This is the kind of thing that sounds boring until you realize what it implies: AMD’s fastest AI chips might be held back less by hardware and more by the software culture around them.
MoonMath AI says it open-sourced a bf16 attention kernel for AMD’s MI300X, written in HIP, not hand-tuned assembly, and it still beats AMD’s own AITER v3 “on every shape and rounding mode” they tested. If that holds up, it’s embarrassing in the healthy way—the kind that forces a reset.
Because the usual story goes like this: if you want top speed, you pay the “assembly tax.” You hire the rare people who can write fragile, device-specific code. You accept that every new chip or compiler tweak might break something. You get performance, but you also get a codebase that only a few people on Earth can safely touch. That’s not a strategy, that’s a hostage situation.
MoonMath is basically arguing you can have most of the speed without building a giant pile of hand-written GCN assembly. Their kernel is “non-assembly” in the sense that it’s HIP, but with a twist: tiny one-instruction inline-assembly wrappers so they can pick exact opcodes while still letting the compiler do register allocation. That’s a very specific bet. It says: we don’t need to micromanage everything, we just need to control the few points where the compiler might choose the wrong instruction.
I like that bet, and I also don’t fully trust it yet.
The performance claims are bold: faster than AITER v3 across an 8K–128K token sweep, with geomean speedups around 1.08×–1.18× depending on rounding mode, and up to 1.26× peak. They also claim bigger gains versus a modular baseline. Numbers like that aren’t “nice to have.” In attention workloads, that’s the difference between “we can serve this model” and “we can’t afford to.”
But the real argument isn’t the exact multiplier. It’s the maintenance argument. MoonMath is saying: we can keep performance high while lowering long-term burden. That’s a big deal because the dirty secret of high-performance kernels isn’t writing them once—it’s keeping them correct and fast across compiler versions, driver updates, and the constant churn of model shapes.

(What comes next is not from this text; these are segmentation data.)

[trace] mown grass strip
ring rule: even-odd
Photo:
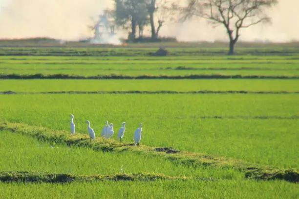
[[[16,133],[32,136],[43,141],[56,144],[74,145],[90,148],[95,151],[120,152],[130,150],[146,153],[152,155],[164,156],[175,164],[183,164],[193,168],[202,166],[232,168],[245,173],[246,179],[269,180],[279,179],[291,182],[299,182],[299,171],[297,169],[280,170],[268,165],[251,164],[238,159],[219,157],[205,154],[180,151],[169,147],[157,148],[132,143],[119,142],[112,139],[97,138],[89,142],[87,135],[77,133],[70,136],[65,131],[54,131],[43,127],[29,126],[23,123],[0,122],[0,131],[8,130]]]
[[[13,91],[0,91],[0,94],[299,94],[299,91],[45,91],[45,92],[19,92]]]
[[[93,80],[182,80],[182,79],[299,79],[299,76],[242,76],[241,75],[191,75],[186,76],[129,76],[125,75],[98,75],[82,76],[66,74],[32,75],[6,74],[0,75],[0,79],[93,79]]]
[[[171,177],[163,174],[138,173],[117,173],[115,175],[95,175],[92,176],[67,173],[51,173],[42,171],[0,171],[0,181],[4,182],[48,182],[64,183],[73,181],[104,180],[154,181],[157,180],[214,180],[212,178]]]

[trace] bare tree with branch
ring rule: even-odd
[[[233,55],[241,28],[270,21],[265,13],[278,0],[188,0],[182,9],[184,20],[200,17],[216,25],[223,25],[230,40],[229,55]]]

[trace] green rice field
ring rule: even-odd
[[[0,49],[0,198],[298,198],[299,51],[257,48]]]

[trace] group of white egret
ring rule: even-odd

If you’ve ever been on a team that depends on a performance-critical kernel, you know the feeling. The model changes slightly. Sequence lengths shift. Suddenly the “fast path” isn’t the fast path. Or it is, but it’s wrong in one corner case. Now you’re burning weeks chasing a regression that only shows up in production loads. Assembly makes that worse because there are fewer tools, fewer eyes, and fewer people willing to touch it.
MoonMath’s post also gives a pretty grounded explanation of where the speed comes from: scheduling and memory placement. Not one magic trick. Eight waves split into two groups, barriers per iteration, overlapping matrix-core work with softmax and prefetch. Keeping K in LDS, keeping V hot in L1, keeping Q and accumulators in registers. That’s the kind of stuff that decides whether your expensive GPU is actually doing math or just waiting.
And that’s where the stakes get real.
Imagine you’re a company that wants to move inference off NVIDIA because pricing or supply is killing you. You buy MI300X boxes. The hardware is strong. But the software stack is the make-or-break layer. If the best kernels are locked up in fragile assembly and only improve when the vendor prioritizes them, you’re stuck waiting. Open, high-performance kernels change the balance. They give teams an escape hatch: you can profile, patch, and ship improvements without begging for roadmap attention.
That’s good for AMD too, even if it stings. Because the competition isn’t “does AMD have fast chips.” It’s “can real teams get real performance without a priesthood.”
Now, the pushback: vendor kernels aren’t always losing because vendor engineers are worse. Sometimes they’re solving a different problem. They might be optimizing for broader coverage, safer numerical behavior, fewer sharp edges across drivers, or stability under weird workloads. A community kernel can pick a narrower target—MI300X, specific shapes, specific choices—and win benchmarks. That’s not cheating, but it’s a different game.
And the “no visible quality regression” claim in SGLang diffusion—cool, but also squishy. “Visible” depends on who’s looking, what they’re comparing, and how hard they try to find artifacts. It matters because attention kernels touch numerics, and rounding modes exist for a reason. A speed win that quietly changes outputs in rare cases is the kind of bug that doesn’t show up in a demo but does show up when a customer complains.
Still, I’m glad this is happening in public. If MoonMath’s kernel really beats AITER v3 across shapes and rounding modes, that’s a signal: the bottleneck isn’t hardware, it’s iteration speed and openness. And if it doesn’t hold up under independent testing, that’s still useful, because it forces clearer benchmarks and better baselines.
The bigger question is what AMD does next: do they treat this as a threat to control, or as proof that their ecosystem can move faster when outsiders can compete on performance without writing a thousand lines of brittle assembly?
If open kernels like this keep winning, does AMD lean into a more community-driven “best code wins” stack, or do they double down on vendor-owned kernels and hope that’s enough to keep developers loyal?